ELKHART — In the remote area of Siberia that Mike and Diane Meagher called home for many years, the electricity is sporadic.
If there’s no fuel for the few generators in town, forget about it.
On average, the mercury there in the town of Vilyuysk maxes out at minus 26 degrees in January, according to worldweatheronline.com. If you missed the “minus,” that’s 26 degrees below zero.
Water comes from a nearby stream or, in the winter, melted snow.
“We live in the 17th century,” said Mike Meagher, in Elkhart, at least for now. “We have running water when we run with the bucket.”
Still, the U.S. citizens, on what they hope is a temporary hiatus back here in the United States, wouldn’t have it any other way. They scrape by in the remote region of Russia, about 1,000 miles north of Mongolia. They teach English at a local teacher’s college, earning 40 cents an hour. They spread the word of Christ, melding Christianity with native beliefs.
“Our bodies are here, our hearts have never left our village,” Meagher said.
The Meaghers now find themselves in Elkhart, lured by friends here, retrofitting an old U-Haul truck to serve as their home during a few months of travel across the United States. They’ll visit kids, grandkids, friends and backers of their missionary work. They’re also working on a memoir, titled “A Message Worth Dying For.”
Eventually, soon, maybe by September or October, the hope is to be back in Vilyuysk, where they lived from 1998 to 2008 and last visited in 2010. Back in the cold. Back in their log cabin. Back among the Sakha people, the native population that Meagher likens to American Indians.
“We love the people. We love what we’re doing there,” said Meagher, speaking from the offices of Wheelchair Help, a non-profit Elkhart group operated by a friend, Joe Lidy, that helps people who need wheelchairs. “Life for Diane and I isn’t about comfort or about how comfortable we can be. We’re not about things. We’re about people.”
Lidy, who offered the Meaghers use of space in the large Wheelchair Help warehouse to finish the truck renovations, notes the dichotomy of their situation. They come from an affluent, well-off nation but want to be in a relatively forbidding place.
“Who would want to go to Siberia? But it’s something they’re very dedicated to,” said Lidy.
‘THIS IS YOUR GOD’
The Meaghers’ arrival in Siberia came in a round-about fashion.
The last of their four children had gone off to college and the Meaghers — who had lived in Florida and elsewhere, much of the time in a bus (that’s another story) — figured the time was right. They’d finally pursue their long-standing dream of traveling to an isolated region where Christianity held little sway.
A place where they could spread the word of God.
Mike Meagher, who helped start a church in a dilapidated section of Philadelphia in the 1980s and has done other missionary work, had traveled to Siberia in 1994. Arriving there, he knew it was the place.

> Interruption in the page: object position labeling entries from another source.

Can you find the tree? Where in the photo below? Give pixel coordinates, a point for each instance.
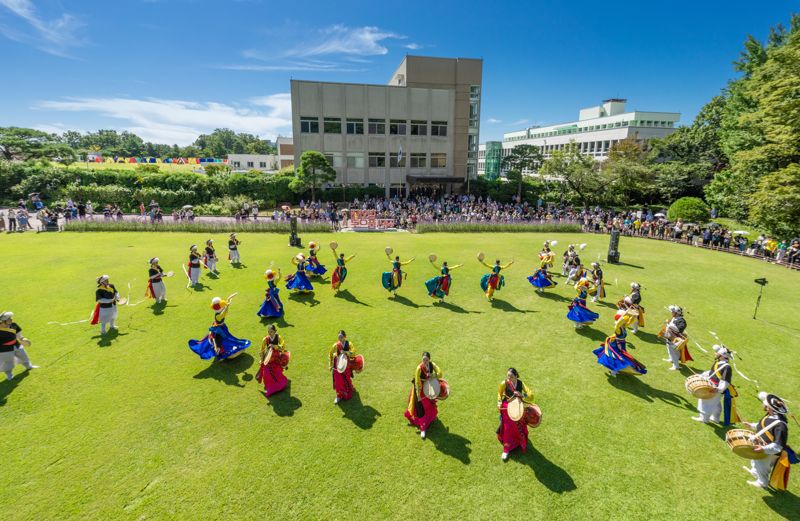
(776, 203)
(314, 170)
(578, 172)
(521, 158)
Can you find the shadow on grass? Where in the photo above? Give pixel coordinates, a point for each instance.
(362, 416)
(783, 503)
(635, 386)
(306, 298)
(283, 403)
(548, 473)
(503, 305)
(227, 371)
(449, 443)
(6, 386)
(349, 297)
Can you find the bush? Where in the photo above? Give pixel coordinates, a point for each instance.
(689, 209)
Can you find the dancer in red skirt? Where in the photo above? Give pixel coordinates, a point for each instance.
(342, 381)
(510, 433)
(274, 360)
(421, 410)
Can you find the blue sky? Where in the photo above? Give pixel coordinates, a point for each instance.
(171, 69)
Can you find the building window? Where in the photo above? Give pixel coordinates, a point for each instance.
(439, 128)
(418, 161)
(377, 126)
(355, 160)
(309, 125)
(333, 126)
(355, 126)
(419, 128)
(394, 163)
(397, 127)
(377, 160)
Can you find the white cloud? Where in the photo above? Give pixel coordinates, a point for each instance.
(53, 36)
(180, 121)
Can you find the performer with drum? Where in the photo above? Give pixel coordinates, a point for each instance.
(613, 353)
(439, 287)
(578, 312)
(12, 346)
(272, 305)
(427, 387)
(392, 280)
(298, 281)
(340, 271)
(675, 339)
(274, 361)
(771, 436)
(313, 267)
(541, 278)
(516, 413)
(723, 399)
(342, 361)
(220, 343)
(193, 266)
(105, 309)
(210, 258)
(493, 281)
(155, 283)
(599, 285)
(233, 249)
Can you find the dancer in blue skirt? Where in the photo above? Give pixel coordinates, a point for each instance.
(219, 344)
(272, 306)
(298, 281)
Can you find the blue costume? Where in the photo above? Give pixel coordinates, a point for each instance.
(272, 306)
(219, 343)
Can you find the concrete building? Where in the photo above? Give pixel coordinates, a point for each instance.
(285, 146)
(595, 132)
(247, 162)
(420, 130)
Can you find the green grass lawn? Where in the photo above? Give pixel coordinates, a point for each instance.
(141, 428)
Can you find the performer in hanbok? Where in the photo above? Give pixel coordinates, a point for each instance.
(193, 266)
(439, 286)
(392, 280)
(12, 346)
(632, 301)
(219, 344)
(771, 437)
(340, 271)
(722, 406)
(541, 278)
(676, 340)
(578, 312)
(298, 281)
(233, 249)
(155, 283)
(342, 382)
(421, 410)
(494, 281)
(512, 434)
(313, 267)
(105, 309)
(210, 258)
(274, 361)
(599, 286)
(613, 354)
(272, 306)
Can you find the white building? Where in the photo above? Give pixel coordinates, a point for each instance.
(595, 132)
(419, 130)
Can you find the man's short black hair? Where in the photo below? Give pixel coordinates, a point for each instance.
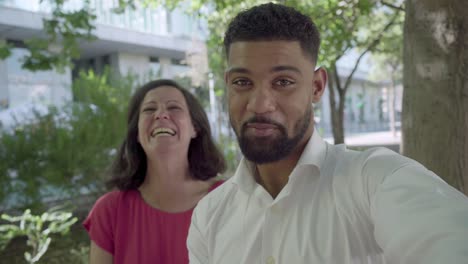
(274, 22)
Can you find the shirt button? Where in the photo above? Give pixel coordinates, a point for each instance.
(270, 260)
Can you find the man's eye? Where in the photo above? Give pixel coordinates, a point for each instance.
(241, 82)
(283, 82)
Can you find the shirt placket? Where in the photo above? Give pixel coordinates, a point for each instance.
(271, 234)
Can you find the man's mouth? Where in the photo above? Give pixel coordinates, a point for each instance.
(163, 131)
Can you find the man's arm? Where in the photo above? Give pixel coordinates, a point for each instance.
(418, 218)
(196, 242)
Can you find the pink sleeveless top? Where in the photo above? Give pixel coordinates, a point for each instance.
(122, 224)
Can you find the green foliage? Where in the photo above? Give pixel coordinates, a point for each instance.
(65, 152)
(37, 229)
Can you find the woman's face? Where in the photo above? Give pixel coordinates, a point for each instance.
(164, 124)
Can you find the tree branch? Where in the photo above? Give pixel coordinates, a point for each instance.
(371, 46)
(392, 6)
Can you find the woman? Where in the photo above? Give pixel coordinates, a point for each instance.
(166, 164)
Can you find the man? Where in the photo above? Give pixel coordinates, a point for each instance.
(295, 198)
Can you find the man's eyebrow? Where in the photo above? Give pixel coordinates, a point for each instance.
(274, 69)
(285, 68)
(237, 70)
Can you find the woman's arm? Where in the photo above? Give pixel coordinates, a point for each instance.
(97, 255)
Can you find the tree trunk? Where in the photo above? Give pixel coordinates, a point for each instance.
(435, 101)
(336, 113)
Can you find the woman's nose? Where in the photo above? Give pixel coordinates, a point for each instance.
(161, 115)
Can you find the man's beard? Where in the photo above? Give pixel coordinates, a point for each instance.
(270, 149)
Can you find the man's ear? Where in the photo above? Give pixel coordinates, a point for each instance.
(320, 82)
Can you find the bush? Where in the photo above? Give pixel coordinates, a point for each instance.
(65, 152)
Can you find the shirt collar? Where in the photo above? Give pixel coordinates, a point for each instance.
(313, 155)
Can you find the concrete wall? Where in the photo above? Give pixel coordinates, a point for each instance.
(24, 86)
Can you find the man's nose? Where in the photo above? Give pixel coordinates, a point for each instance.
(261, 100)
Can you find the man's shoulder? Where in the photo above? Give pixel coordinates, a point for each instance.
(372, 157)
(214, 199)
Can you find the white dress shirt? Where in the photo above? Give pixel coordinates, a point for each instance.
(339, 206)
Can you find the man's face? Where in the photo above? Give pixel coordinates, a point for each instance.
(271, 87)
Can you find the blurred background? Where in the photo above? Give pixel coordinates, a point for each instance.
(397, 79)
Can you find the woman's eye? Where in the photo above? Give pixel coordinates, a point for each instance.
(173, 107)
(149, 109)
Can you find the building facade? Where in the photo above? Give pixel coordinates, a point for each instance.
(142, 42)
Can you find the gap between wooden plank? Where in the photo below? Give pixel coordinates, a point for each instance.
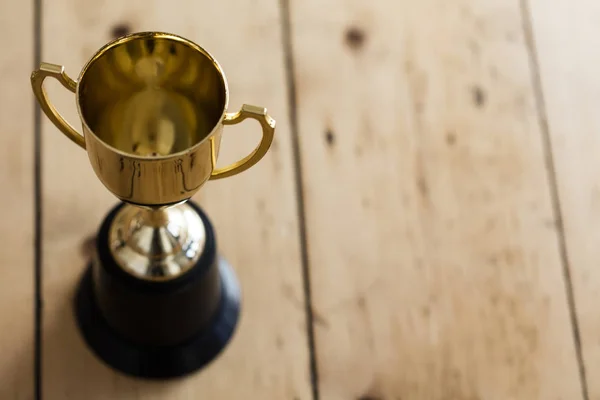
(553, 185)
(37, 178)
(299, 182)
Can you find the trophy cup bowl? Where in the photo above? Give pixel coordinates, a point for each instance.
(158, 300)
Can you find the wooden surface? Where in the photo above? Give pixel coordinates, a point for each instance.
(17, 254)
(434, 177)
(565, 35)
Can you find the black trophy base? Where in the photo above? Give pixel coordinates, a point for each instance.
(153, 361)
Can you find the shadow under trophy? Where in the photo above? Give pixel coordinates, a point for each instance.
(158, 301)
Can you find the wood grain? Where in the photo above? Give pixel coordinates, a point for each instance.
(432, 243)
(566, 34)
(254, 214)
(17, 204)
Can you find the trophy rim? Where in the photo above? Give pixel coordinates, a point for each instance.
(152, 34)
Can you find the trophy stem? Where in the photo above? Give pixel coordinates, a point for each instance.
(151, 324)
(157, 244)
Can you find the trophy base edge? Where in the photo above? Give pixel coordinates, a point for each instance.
(159, 362)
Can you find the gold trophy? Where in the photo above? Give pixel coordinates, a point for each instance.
(158, 301)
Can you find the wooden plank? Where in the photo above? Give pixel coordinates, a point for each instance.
(17, 211)
(566, 34)
(433, 251)
(254, 214)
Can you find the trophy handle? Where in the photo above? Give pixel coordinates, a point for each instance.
(268, 126)
(37, 81)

“It was eerie. I was at home. It was uncanny,” he said.
So they moved to Siberia in 1996, first to a place called Yakutsk, then in 1998 to the smaller more remote locale, Vilyuysk, where time, in many respects, has stood still. Hunting for moose and fishing accounts for much of Mike Meaghers’ routine there, but perhaps more importantly, the couple works with locals, teaching English and spreading Christianity.
Meagher said he and his wife have helped establish 27 ministries, melding local beliefs with Christianity. Per the native belief system, locals believe they are surrounded by evil spirits, that they are separated from the “creator.” Meagher teaches them that they can have a personal relationship with the creator, God, countering the belief that they are somehow isolated, shunned.
“I didn’t want to bring a foreign idea. This isn’t the god of the Americans. This isn’t the god of Russia. This is your god,” he said.
Back here in the United States, Meagher continues his ministry efforts electronically, with contacts in Russia and other nations. Work on the book, meant to further spread the couple’s Christian message, is also a high priority.
At any rate, they dream of the cold, of the Sakha people and yearn for a return.
“We were hungry, they were hungry. We were cold, they were cold,” Meagher said. “We just lived with them on their level and they fell in love with us, we with them.”